On the one hand, this can be great if outreach and governance are things you, the individual group member, are interested in doing. There certainly is a kind of soft power there, to shape your project environment, or to affect the sort of people attracted to it. But often, those tasks aren’t directly rewarded as much as the same time spent doing the actual project work would be. This means that the people asked to do more of what is effectively volunteer work are at a disadvantage for actual job advancement. Even if you want one woman on every governance committee, asking the same one or two women to shoulder that burden when it outstrips the burdens of their male colleagues is unfair. In fact, it’s especially unfair considering that women are already pressured to set fewer boundaries on their time and be more available to volunteer work for free than men are.

What’s more, there is a peculiar disparity in being the only minority in the room for most meetings, while being almost omnipresent in publicity videos and images. If the makeup of an organization is 90% white men, but they tune their outreach to imply otherwise, what does that say? Is it likely to help draw under-represented groups into technical fields, even though it does nothing to address the pipeline or the experiences of those who are already there? Is it misleading, since it doesn’t represent the actual state of the organization or the environment that new recruits enter into? Or is it an acceptable deception to tweak the numbers so that people realize that white men are not the only scientists, programmers, or engineers out there?

It’s good when an organization is aware of representation issues and cares enough to make efforts to address them. However, these efforts sometimes cause issues for the individual members of under-represented groups, by placing extra demands on their time and by asking them to be more visible than everyone else. And not everyone wants to be visible in the first place! But for those who do, the key is to give the time you have to spare while guarding the rest. And if you know of other women or minorities who may be willing to contribute to outreach or governance, you can see if they’ll help split the load. It can be isolating in technical fields when you are thrust into the spotlight, but you aren’t necessarily alone.

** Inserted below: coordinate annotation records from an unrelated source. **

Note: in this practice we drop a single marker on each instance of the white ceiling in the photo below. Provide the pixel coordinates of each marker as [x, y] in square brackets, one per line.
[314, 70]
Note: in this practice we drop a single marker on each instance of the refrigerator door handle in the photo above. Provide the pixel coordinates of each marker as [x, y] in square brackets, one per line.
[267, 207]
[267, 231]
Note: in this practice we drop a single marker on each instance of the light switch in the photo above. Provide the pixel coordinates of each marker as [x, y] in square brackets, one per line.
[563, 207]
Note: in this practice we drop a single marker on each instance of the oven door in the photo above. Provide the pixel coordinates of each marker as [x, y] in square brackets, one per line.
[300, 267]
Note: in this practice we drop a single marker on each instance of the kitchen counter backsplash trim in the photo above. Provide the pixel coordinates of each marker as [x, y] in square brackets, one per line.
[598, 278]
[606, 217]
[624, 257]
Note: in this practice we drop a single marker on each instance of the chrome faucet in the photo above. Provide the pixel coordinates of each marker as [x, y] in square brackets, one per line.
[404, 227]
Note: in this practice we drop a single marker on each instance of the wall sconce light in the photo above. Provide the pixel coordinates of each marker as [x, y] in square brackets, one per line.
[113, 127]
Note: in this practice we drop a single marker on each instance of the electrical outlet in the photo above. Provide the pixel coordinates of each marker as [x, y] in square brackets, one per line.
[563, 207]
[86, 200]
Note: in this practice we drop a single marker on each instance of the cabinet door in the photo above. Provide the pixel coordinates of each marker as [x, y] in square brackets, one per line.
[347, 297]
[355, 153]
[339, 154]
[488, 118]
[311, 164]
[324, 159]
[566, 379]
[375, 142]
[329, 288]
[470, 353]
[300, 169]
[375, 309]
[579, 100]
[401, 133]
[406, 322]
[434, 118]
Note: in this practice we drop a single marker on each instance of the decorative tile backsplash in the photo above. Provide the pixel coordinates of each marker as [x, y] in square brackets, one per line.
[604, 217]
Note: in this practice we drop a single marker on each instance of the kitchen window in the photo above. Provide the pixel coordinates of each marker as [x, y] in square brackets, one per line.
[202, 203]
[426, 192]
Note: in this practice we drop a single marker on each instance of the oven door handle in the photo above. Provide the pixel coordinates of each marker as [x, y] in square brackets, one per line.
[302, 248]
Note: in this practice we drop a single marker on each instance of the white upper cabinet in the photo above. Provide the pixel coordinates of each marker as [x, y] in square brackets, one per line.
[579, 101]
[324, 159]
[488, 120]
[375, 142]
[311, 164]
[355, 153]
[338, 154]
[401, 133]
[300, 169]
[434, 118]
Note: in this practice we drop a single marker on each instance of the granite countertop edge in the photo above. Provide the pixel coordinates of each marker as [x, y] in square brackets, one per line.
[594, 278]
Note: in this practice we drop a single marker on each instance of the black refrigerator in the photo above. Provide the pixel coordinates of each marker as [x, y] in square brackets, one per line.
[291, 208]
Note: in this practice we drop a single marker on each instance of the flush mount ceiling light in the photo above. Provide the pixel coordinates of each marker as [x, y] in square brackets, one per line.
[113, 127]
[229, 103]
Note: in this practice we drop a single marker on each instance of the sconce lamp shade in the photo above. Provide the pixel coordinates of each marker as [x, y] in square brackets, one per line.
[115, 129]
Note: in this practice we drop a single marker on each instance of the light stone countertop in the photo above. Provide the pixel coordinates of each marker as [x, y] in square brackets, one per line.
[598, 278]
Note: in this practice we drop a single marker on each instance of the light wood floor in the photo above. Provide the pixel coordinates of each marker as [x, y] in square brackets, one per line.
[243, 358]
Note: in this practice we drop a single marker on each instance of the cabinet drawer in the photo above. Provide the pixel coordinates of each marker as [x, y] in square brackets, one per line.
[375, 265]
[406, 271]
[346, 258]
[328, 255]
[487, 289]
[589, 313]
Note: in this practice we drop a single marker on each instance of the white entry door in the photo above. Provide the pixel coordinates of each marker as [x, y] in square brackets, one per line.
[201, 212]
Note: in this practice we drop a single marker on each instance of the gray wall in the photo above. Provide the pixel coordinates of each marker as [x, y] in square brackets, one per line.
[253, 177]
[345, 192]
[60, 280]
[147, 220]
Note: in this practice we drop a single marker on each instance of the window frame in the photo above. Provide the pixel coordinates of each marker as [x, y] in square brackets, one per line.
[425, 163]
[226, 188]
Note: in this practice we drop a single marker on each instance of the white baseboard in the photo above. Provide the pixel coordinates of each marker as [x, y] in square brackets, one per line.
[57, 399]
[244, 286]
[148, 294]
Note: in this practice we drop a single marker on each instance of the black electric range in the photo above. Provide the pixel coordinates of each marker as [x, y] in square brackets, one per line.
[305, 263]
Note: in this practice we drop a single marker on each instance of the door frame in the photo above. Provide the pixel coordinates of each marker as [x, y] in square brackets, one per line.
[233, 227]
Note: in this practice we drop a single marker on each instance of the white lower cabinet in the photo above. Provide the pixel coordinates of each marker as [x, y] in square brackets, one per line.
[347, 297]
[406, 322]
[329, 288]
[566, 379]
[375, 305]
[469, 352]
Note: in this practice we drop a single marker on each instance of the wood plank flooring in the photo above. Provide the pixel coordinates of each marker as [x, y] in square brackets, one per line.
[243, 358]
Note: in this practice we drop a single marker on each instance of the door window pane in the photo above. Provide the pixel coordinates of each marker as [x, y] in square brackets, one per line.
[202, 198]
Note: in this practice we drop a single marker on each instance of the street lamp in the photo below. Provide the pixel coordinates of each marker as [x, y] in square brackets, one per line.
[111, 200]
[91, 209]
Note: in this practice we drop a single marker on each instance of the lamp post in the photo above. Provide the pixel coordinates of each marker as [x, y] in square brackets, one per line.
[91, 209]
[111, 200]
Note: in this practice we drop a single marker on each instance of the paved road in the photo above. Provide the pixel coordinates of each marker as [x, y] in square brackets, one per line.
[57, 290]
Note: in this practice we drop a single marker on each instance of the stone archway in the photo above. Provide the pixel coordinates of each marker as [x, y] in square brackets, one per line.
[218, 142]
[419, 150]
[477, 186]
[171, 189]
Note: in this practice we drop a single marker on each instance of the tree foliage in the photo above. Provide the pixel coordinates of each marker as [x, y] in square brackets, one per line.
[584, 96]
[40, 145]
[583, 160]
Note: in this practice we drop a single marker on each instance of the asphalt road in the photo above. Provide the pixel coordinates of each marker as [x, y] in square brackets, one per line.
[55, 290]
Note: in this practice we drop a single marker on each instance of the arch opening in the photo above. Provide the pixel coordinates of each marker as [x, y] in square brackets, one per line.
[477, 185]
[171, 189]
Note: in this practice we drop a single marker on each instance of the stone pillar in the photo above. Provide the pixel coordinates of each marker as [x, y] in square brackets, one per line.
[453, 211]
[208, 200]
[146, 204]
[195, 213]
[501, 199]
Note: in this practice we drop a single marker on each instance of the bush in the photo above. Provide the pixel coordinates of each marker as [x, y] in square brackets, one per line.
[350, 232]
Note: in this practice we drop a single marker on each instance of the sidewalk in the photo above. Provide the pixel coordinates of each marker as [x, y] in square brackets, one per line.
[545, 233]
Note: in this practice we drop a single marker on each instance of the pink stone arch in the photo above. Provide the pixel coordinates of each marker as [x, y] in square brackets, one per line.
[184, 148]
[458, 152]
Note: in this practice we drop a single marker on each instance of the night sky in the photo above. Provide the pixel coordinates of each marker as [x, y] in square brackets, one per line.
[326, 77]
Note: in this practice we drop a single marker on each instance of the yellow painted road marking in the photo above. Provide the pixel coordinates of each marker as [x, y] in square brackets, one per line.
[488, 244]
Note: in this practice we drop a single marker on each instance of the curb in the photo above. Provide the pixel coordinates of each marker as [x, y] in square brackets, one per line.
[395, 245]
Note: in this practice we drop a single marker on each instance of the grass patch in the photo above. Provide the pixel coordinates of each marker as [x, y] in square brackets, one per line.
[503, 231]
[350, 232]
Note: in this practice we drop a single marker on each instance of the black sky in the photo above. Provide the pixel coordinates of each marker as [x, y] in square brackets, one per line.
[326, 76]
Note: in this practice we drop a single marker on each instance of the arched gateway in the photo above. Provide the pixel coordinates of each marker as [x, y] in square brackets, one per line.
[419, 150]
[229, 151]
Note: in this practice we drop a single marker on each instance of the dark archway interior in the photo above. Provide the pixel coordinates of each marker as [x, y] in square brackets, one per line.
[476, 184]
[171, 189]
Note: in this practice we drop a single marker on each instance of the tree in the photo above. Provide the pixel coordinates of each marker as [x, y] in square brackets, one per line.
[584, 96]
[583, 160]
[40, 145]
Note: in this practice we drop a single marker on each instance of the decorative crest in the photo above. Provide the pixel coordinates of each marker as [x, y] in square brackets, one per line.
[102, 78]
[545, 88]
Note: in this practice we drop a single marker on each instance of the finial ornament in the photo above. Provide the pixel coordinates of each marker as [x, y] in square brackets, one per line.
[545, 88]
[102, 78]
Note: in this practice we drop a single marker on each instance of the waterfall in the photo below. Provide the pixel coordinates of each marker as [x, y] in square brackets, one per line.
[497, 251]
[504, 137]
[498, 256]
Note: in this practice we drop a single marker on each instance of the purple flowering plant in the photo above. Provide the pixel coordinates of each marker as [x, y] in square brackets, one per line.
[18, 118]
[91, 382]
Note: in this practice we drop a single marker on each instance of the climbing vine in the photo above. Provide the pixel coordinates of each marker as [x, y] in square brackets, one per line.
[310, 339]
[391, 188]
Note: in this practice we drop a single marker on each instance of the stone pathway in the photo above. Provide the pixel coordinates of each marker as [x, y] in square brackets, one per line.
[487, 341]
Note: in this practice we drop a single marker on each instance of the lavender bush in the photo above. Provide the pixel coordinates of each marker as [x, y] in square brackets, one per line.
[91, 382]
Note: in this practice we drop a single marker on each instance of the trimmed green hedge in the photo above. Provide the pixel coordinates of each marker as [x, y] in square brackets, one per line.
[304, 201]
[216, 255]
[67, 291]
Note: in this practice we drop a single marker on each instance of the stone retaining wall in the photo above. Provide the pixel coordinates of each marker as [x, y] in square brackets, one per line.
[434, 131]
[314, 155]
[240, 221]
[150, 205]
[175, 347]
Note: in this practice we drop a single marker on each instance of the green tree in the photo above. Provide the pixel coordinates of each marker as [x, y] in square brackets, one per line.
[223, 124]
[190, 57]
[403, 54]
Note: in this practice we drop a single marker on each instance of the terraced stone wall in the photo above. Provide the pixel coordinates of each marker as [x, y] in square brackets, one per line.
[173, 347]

2 thoughts on “Being Visible

  1. Minaria

    there is a peculiar disparity in being the only minority in the room for most meetings, while being almost omnipresent in publicity videos and images. If the makeup of an organization is 90% white men, but they tune their outreach to imply otherwise, what does that say?

    I was actually just thinking about this recently, as I’m searching for a new job and thus seeing a lot more promotional materials than general. I checked out my current employer’s… and, yup, there are almost certainly higher percentages of minorities/under-represented groups in the promotional material than there are anywhere else.

    Case in point: I could have seen a single black person in the entire organization (and I’ve attended large several-hundred-people company presentations/ gatherings), but I counted at least three on the promotional site… and there are more women profiled under “computer science” in the promo materials than are in my entire organizational unit.

    Maybe all the non-white non-male employees are sequestered in another building and never get invited to company-wide events… but somehow I doubt it.

    It’s very, very weird.

    To me, it indicates that the company wants to show that it’s being inclusive, without actually being inclusive.

    The cookies without the work, so to speak.

    1. Minaria

      Drop the “could” from the “could have seen” …. grumble grumble editing grumble…

      And on second thought, the idea of there being more women and non-white people employed but sequestered away is actually kinda disturbing.

      “You! You must never leave the basement! No lunchroom! No coffee breaks! YOU MUST NOT BE SEEN. Except in this video. Smile!! Pretend you’re happy. Can you make a statement about how welcoming this place is? Remember we control your paycheck. Great! Thank you. I’ll lock the door on my way out.”